A propos de la proposition de loi visant à reconnaître le rôle des acteurs assurant des soins de troisième recours en psychiatrie

Paris, le 19 décembre 2025

Sous couvert de modernisation et d’efficacité, cette PPL entérine une transformation profonde et inquiétante de la psychiatrie en proposant une architecture en trois niveaux de soins et ce en l’absence de tout débat public et d’évaluation indépendante.

La mobilisation inédite et massive des professionnels et la pétition ayant réunie plus de 23 000 signataires ont abouti à une réécriture du texte proposé au Sénat mais pas à son retrait. Même si la nouvelle version ne cite plus explicitement la fondation privée FondaMental, la rédaction de la proposition de loi lui laisse néanmoins le champ libre.

Cette PPL ne répond nullement aux défis auxquels est confrontée la psychiatrie publique :

  • Comment répondre à l’urgence ?
  • Comment garantir un parcours de soins ?
  • Comment améliorer la trajectoire de soins des patients ?

La reconnaissance des dispositifs renommés dans la proposition de loi « les centres et les services hospitaliers spécialisés dans la prise en charge de certains troubles psychiatriques » (en réalité les centres experts) repose sur une illusion : celle qu’un diagnostic objectivé, rapide et standardisé pourrait faire office de soin.

Ce modèle prépare une psychiatrie de surplomb, gouvernée par des protocoles et des recommandations transformées en injonctions, où le clinicien est remplacé par un pseudo expert, évaluateur plutôt que soignant et ce alors que l’expertise des cliniciens de terrain est essentielle pour aboutir à un diagnostic d’excellence, évolutif et garantissant la continuité des soins.

Dans le contexte actuel l’individualisation et la valorisation d’un « troisième recours » déconnecté se ferait nécessairement au détriment des premier et deuxième recours. Cette PPL ne garantit aucunement la coordination minimale nécessaire entre les soignants du « troisième recours » et les soignants des deux autres, et conduirait à une psychiatrie hors sol. En consacrant l’expertise au détriment du soin elle affaiblit la psychiatrie de terrain et trahit les patients.

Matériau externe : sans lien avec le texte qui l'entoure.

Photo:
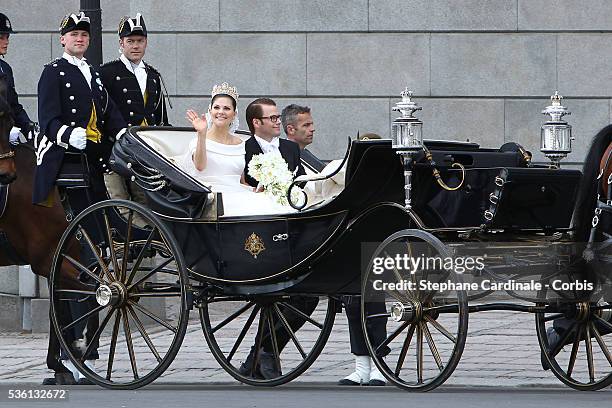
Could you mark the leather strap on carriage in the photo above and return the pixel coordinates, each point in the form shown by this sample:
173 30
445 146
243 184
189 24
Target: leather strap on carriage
436 172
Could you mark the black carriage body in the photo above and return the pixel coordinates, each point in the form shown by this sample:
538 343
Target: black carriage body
320 250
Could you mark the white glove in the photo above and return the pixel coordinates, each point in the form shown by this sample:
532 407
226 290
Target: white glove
14 136
78 138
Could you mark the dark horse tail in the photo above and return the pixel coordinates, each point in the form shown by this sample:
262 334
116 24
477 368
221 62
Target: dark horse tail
587 195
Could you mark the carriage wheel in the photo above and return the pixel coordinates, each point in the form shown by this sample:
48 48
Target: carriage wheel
581 355
237 330
134 307
426 328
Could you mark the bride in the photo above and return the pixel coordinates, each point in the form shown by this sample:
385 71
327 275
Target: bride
216 156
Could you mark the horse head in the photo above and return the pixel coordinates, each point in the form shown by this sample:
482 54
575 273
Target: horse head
8 170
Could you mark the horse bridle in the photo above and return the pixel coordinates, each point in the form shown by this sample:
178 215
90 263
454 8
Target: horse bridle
10 154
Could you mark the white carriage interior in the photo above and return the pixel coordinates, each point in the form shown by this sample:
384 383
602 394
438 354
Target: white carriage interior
173 145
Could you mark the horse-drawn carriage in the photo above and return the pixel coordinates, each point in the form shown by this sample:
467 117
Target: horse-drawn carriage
253 277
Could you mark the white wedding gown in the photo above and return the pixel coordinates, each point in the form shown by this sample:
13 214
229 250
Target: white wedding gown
224 167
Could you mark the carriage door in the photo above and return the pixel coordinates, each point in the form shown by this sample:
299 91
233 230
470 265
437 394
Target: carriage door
254 249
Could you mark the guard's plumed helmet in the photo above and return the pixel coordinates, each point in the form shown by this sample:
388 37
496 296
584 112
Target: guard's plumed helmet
73 22
5 25
132 26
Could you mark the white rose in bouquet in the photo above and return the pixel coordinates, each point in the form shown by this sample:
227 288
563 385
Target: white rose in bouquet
272 173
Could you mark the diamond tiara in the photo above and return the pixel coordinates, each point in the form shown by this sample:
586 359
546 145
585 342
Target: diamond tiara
226 89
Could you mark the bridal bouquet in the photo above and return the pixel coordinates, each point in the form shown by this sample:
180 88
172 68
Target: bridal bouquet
272 173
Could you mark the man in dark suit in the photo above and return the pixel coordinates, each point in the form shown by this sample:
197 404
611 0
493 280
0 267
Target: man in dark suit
264 123
20 117
299 127
76 115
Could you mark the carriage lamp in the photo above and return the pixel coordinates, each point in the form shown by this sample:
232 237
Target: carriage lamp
556 134
407 136
407 131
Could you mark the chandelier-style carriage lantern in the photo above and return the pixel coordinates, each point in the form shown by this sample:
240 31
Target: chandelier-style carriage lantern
556 134
406 130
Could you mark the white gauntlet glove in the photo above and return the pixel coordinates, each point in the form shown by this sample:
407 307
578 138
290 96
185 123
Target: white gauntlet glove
14 136
78 138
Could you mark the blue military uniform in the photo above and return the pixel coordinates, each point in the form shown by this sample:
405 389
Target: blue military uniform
66 102
141 104
21 118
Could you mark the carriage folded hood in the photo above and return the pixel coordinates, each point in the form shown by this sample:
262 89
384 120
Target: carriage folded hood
169 191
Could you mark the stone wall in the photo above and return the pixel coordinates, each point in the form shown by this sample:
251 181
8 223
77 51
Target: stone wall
482 69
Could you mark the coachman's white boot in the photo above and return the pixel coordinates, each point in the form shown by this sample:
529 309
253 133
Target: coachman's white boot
361 375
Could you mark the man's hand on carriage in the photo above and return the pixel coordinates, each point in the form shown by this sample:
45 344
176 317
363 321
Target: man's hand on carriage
78 138
197 121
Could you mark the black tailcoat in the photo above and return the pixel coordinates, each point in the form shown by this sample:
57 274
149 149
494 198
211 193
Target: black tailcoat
124 90
290 151
20 116
64 103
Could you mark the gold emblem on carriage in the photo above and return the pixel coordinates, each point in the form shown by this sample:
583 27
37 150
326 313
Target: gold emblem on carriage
254 245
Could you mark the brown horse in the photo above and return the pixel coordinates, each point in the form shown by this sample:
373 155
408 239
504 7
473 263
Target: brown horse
33 231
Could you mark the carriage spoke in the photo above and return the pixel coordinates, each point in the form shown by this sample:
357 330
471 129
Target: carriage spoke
392 336
275 350
573 354
152 316
243 333
154 294
140 256
602 343
111 352
96 337
398 278
82 268
289 330
77 292
126 245
130 346
144 334
111 247
94 249
233 316
153 271
378 316
589 350
404 351
83 317
419 354
553 317
302 314
258 340
441 329
604 322
563 340
432 346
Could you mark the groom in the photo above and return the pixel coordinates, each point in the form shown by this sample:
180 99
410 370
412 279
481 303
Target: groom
265 125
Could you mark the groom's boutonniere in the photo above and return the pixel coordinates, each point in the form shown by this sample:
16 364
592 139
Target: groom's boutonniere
272 173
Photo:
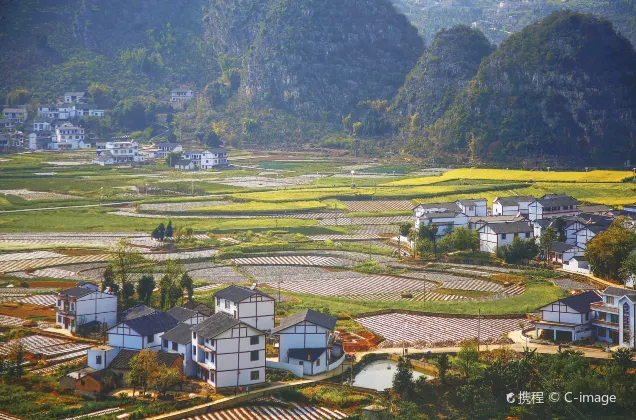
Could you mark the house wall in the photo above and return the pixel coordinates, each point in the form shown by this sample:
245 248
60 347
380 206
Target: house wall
302 335
312 368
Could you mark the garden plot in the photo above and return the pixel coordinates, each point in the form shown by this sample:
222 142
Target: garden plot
41 300
428 330
379 205
179 207
10 266
293 260
356 286
219 274
36 195
12 322
18 256
273 412
288 273
380 220
568 284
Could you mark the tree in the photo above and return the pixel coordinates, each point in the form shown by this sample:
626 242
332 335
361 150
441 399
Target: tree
169 231
186 283
403 379
123 261
16 358
467 360
143 368
429 232
145 287
548 237
165 378
623 358
608 250
442 362
628 268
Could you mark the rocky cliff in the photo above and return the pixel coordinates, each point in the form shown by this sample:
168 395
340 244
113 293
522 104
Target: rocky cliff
564 86
444 69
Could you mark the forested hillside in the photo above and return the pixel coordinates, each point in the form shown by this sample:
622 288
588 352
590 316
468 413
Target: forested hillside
500 18
564 86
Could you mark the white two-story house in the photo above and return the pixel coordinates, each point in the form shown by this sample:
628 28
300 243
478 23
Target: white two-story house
615 320
140 333
79 305
214 158
228 352
568 319
306 339
253 307
494 235
512 206
553 205
179 340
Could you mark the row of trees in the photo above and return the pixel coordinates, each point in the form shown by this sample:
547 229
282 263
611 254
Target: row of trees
612 254
127 263
478 385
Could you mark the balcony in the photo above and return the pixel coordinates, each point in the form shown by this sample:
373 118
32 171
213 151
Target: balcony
600 306
606 324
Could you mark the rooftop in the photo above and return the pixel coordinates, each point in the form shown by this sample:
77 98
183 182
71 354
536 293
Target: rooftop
308 315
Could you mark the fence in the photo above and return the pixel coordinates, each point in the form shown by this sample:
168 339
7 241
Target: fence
295 369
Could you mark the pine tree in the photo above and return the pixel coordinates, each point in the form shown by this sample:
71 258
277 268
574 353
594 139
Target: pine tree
169 229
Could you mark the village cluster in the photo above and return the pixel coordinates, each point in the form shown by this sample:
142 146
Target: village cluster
57 127
609 316
224 347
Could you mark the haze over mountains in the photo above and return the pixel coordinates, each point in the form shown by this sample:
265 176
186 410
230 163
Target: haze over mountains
297 71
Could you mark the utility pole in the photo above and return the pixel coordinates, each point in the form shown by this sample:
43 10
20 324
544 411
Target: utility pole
478 326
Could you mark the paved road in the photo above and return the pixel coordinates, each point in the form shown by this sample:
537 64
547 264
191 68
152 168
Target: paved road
68 207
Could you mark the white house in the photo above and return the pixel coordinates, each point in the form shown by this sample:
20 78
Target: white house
79 305
553 205
253 307
577 264
305 339
228 352
179 340
615 320
75 97
473 207
141 333
69 136
181 95
164 148
122 151
494 235
583 236
15 115
512 206
89 110
568 319
213 158
187 316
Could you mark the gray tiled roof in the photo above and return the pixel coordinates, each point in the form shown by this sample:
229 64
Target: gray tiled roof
215 325
181 334
309 315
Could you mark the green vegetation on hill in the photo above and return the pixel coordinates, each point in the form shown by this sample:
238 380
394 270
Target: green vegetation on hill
564 86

Pour quelle discipline médicale le législateur se permettrait-il de légiférer contre l’avis des acteurs et des praticiens ? En l’absence de tout travail d’élaboration associant l’ensemble des acteurs concernés, il n’appartient pas au législateur de définir par décret la gradation et le niveau de soins. Nous demandons instamment le rejet de cette proposition de loi.


Gabrielle ALLIO
Présidente du Syndicat des Psychiatres d’Exercice Public (SPEP)

Marie-José CORTES

Présidente du Syndicat des Psychiatres des Hôpitaux (SPH)

Manuella DE LUCA
Présidente de l’Evolution Psychiatrique

Bruno FALISSARD

Président de la Société Française de Psychiatrie de l’Enfant et de l’Adolescent et Disciplines Associées (SFPEADA)

Claude FINKELSTEIN
Présidente de la Fédération Nationale des Associations d’usagers en Psychiatrie (FNAPSY)

Michel JURUS
Président Fédération Française de Psychiatrie (FFP)

Jean-Paul LANQUETIN
Président d’honneur de l’Association pour le Développement de la Recherche en soins en Psychiatrie (ADRPsy)

Christophe LIBERT
Président de l’Association des Psychiatres Infanto-juvéniles de secteur sanitaire et médico-social (API)

François PACAUD
Président de la Fédération Française des Psychologues et de Psychologie (FFPP)

Annick PERRIN-NIQUET
Présidente du Comité d’Etudes des Formations Infirmières et des Pratiques en Psychiatrie (CEFI-Psy)

Marie-Noëlle PETIT
Présidente de l’Association Nationale des Psychiatres Présidents et Vice-Présidents de Commissions Médicales d’Etablissements des Centres Hospitaliers (ANPCME)

Charles-Olivier PONS
Président de l’Union Syndicale de la Psychiatrie (USP)

Christophe SCHMITT
Président de la Conférence nationale des Présidents de Commissions Médicales d’Établissement de Centres Hospitaliers Spécialisés

Isabelle SEFF
Responsable du collectif des psychologues UFMICT-CGT et membre du BF

Norbert SKURNIK
Président par intérim de l’Intersyndicale de la Défense de la Psychiatrie Publique (IDEPP)

Olivier TELLIER
Président de l’Association Française des Unités pour Malades Difficiles (UMD)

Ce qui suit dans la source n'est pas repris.